Coface améliore le risque-pays de la Côte d’Ivoire

La Côte d’Ivoire est le seul pays africain à avoir obtenu un reclassement positif de Coface dans son évaluation trimestrielle du risque pays. Le pays a vu sa note passée à B, traduisant un « risque assez élevé » pour les investisseurs, mieux que le statut de « risque élevé » avec la note C qu’il détenait jusque-là.

Dans son rapport publié ce 29 juin, le leader mondial de l’assurance-crédit justifie ce nouveau statut par le dynamisme de l’économie ivoirienne, la poursuite des grands travaux, l’amélioration notable du climat des affaires, les mesures de soutien au secteur privé, la stabilité politique et l’amélioration de la sécurité.

A l’inverse, des pays africains ont vu leur note s’affaisser. En dehors de la Namibie (A4) qui reste dans la catégorie A, l’Algérie passe au stade « risque élevé » (C), quand l’Angola, la Zambie, le Zimbabwe, et le Mozambique sont classifiés dans la catégorie « risque très élevé » (D). Ces pays ont en commun la dépréciation des cours de leurs matières premières d’exportation et la dépréciation de leurs monnaies.

En outre, vue la détérioration de la situation de nombres de pays, l’assureur a ajouté une nouvelle catégorie à sa nomenclature, « risque extrême» (E), qui accueille des pays africains en crise comme la République Centrafricaine, la Libye, le Soudan, l’Erythrée et le Zimbabwe.
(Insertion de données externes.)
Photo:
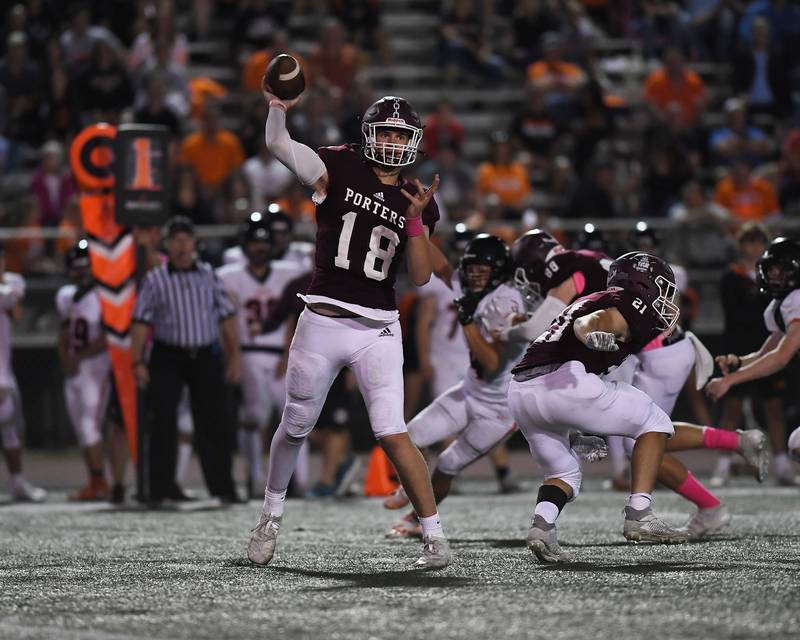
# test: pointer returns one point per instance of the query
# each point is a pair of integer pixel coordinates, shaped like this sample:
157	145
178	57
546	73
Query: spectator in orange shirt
505	179
675	84
333	61
213	152
746	197
557	81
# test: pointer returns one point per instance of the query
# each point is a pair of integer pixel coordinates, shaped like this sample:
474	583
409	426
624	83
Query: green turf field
90	572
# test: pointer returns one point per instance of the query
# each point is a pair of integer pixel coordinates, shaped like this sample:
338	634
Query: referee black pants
201	370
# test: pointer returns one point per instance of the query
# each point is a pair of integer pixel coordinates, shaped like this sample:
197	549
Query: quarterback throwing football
368	218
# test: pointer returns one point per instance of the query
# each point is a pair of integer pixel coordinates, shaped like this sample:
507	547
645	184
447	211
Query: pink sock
695	492
720	439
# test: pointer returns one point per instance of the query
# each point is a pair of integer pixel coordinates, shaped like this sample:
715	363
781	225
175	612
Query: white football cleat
542	541
753	448
264	538
396	500
645	526
24	491
707	521
408	527
435	554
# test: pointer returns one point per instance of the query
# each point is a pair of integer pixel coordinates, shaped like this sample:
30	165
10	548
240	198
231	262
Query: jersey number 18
379	259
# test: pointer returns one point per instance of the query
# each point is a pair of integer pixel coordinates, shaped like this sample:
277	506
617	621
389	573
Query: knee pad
298	420
89	433
307	376
9	436
386	415
457	457
572	478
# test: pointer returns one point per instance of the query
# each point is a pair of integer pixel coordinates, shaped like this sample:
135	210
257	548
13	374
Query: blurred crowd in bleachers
681	110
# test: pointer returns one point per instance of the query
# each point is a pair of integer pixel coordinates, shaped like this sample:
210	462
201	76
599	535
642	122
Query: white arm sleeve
539	322
298	158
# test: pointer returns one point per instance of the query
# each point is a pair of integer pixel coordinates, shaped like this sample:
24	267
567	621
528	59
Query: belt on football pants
535	372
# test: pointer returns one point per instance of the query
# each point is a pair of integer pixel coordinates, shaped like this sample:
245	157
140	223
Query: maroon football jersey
592	264
361	234
559	344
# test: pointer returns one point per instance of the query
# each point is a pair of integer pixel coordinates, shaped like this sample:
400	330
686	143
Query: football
284	77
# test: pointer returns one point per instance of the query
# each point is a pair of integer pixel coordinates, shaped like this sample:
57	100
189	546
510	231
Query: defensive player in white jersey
368	218
86	366
285	248
442	348
255	287
778	274
12	291
474	410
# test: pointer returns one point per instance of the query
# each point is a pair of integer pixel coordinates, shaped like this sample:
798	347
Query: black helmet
778	269
485	249
650	278
391	112
78	256
530	252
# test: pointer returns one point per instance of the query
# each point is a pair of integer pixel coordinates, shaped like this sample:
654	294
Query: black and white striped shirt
184	307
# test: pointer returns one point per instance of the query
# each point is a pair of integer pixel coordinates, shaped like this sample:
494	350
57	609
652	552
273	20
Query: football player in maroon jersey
368	218
552	277
557	388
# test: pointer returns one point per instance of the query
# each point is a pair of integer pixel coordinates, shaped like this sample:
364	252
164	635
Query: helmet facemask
531	291
390	154
776	278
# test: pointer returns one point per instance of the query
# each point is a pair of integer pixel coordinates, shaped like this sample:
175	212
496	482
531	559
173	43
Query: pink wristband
414	227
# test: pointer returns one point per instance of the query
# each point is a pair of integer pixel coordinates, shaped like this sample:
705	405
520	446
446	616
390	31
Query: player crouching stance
368	217
557	389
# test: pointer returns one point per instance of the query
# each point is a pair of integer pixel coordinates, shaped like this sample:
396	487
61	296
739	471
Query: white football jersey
789	310
84	315
494	314
254	298
12	290
447	343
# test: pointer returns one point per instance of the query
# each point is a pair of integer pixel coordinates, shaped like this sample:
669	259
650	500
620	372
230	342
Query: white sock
640	501
616	453
182	465
255	456
274	502
781	463
17	481
432	526
547	510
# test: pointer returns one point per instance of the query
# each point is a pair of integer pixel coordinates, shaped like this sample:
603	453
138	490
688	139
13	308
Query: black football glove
465	307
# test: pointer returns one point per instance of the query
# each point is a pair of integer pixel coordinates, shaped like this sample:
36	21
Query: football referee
193	325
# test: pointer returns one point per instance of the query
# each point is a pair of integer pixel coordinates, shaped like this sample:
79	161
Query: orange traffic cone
381	477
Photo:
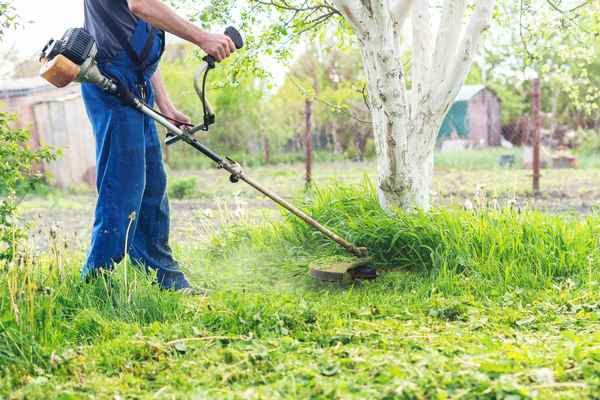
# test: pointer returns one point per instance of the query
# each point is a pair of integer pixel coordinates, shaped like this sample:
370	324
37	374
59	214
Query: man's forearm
163	101
163	17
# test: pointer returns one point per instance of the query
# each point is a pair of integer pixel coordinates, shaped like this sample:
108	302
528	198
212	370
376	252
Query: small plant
17	163
183	188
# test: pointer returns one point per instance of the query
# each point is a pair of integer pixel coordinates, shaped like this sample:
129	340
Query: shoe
194	292
172	280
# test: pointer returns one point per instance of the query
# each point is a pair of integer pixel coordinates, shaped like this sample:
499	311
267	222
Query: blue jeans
132	205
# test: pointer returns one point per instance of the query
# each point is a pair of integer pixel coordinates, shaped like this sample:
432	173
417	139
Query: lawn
498	301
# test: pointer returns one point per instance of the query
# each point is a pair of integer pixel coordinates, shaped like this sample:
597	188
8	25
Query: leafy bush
17	163
182	188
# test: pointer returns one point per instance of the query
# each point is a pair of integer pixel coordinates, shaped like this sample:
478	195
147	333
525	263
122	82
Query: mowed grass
487	303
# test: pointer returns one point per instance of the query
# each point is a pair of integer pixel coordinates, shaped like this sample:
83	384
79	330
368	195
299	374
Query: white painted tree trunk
406	123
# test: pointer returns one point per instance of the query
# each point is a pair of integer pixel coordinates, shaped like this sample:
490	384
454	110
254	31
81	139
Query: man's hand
217	45
178	116
163	101
163	17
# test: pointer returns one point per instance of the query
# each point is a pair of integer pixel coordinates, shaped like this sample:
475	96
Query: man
132	208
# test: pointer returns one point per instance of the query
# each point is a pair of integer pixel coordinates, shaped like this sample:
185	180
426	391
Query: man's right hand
217	45
163	17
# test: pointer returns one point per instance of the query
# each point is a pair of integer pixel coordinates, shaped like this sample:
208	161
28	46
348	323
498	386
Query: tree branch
422	43
461	64
447	40
355	13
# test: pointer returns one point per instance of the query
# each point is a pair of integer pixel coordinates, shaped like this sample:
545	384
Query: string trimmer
73	59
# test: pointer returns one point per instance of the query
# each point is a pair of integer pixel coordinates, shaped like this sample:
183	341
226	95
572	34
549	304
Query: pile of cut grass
476	303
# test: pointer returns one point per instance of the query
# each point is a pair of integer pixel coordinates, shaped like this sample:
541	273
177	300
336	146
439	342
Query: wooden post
267	149
308	141
537	130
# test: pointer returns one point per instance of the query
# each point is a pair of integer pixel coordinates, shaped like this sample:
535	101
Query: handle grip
237	39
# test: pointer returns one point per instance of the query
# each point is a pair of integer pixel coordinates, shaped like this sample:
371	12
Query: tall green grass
485	253
502	246
44	304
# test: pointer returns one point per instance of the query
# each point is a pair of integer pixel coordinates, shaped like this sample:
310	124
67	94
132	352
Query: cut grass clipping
487	304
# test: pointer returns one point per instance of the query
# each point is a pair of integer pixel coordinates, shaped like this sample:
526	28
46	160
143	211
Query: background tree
406	112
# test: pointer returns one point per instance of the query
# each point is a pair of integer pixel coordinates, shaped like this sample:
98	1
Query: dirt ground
218	202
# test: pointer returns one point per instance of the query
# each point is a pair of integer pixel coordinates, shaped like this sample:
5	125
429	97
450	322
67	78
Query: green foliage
17	161
45	306
441	320
590	142
183	188
559	47
8	16
504	246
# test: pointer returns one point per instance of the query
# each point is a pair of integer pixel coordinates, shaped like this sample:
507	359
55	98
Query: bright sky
44	20
50	19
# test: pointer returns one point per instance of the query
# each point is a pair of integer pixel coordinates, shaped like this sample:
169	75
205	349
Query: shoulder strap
140	60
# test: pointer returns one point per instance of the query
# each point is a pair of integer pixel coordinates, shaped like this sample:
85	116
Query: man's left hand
179	117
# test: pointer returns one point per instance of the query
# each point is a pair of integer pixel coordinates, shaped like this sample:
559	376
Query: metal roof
468	92
22	87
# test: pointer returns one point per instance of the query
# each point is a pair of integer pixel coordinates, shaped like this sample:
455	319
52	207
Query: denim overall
132	206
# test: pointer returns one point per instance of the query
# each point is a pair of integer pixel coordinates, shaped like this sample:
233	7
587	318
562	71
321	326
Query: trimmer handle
237	39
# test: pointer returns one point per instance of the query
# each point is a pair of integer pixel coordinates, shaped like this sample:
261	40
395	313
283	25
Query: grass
487	303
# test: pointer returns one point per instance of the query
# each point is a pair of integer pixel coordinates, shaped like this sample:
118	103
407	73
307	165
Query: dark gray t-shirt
108	43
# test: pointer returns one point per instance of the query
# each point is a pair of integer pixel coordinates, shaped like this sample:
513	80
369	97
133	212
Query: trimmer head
344	271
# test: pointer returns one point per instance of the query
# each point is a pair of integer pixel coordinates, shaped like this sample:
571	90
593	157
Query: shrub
183	188
17	163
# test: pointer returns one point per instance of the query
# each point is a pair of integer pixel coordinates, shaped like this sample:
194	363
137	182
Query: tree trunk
404	163
267	149
406	123
308	139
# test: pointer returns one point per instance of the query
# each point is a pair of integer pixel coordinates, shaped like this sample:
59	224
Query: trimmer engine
73	59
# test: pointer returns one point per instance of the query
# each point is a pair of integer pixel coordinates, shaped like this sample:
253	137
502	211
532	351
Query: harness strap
140	59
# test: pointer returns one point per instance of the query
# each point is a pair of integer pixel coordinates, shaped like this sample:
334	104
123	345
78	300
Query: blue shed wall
456	120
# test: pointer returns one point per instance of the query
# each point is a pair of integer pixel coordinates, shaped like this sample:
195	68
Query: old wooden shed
56	118
474	117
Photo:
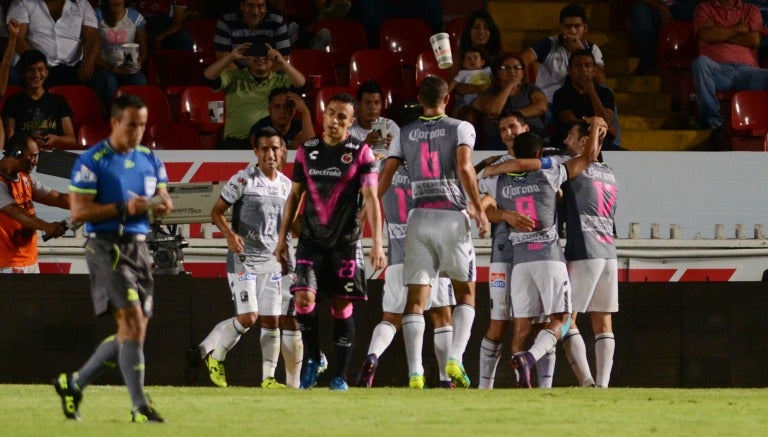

A l’échelle de la planète, le rapport présente le tableau d’une économie mondiale engluée par « l’onde de choc causée par la vulnérabilité des Etats-Unis et de la Chine », entretenant la volatilité des cours des matières premières. Aussi, Coface projette-t-il une croissance mondiale à 2,5% en 2016, soit la sixième année consécutive où la croissance devrait restée inférieure à 3%.

Pour rappel, l’évaluation pays Coface mesure le risque de défaut moyen des entreprises d’un pays. Cette évaluation résulte d’une combinaison des perspectives économiques et politiques du pays, du climat des affaires et de l’expérience de paiement enregistrée par Coface. Elle s’étend sur une échelle de huit niveaux : A1, A2, A3, A4, B, C, D, E (dans l’ordre croissant de risque).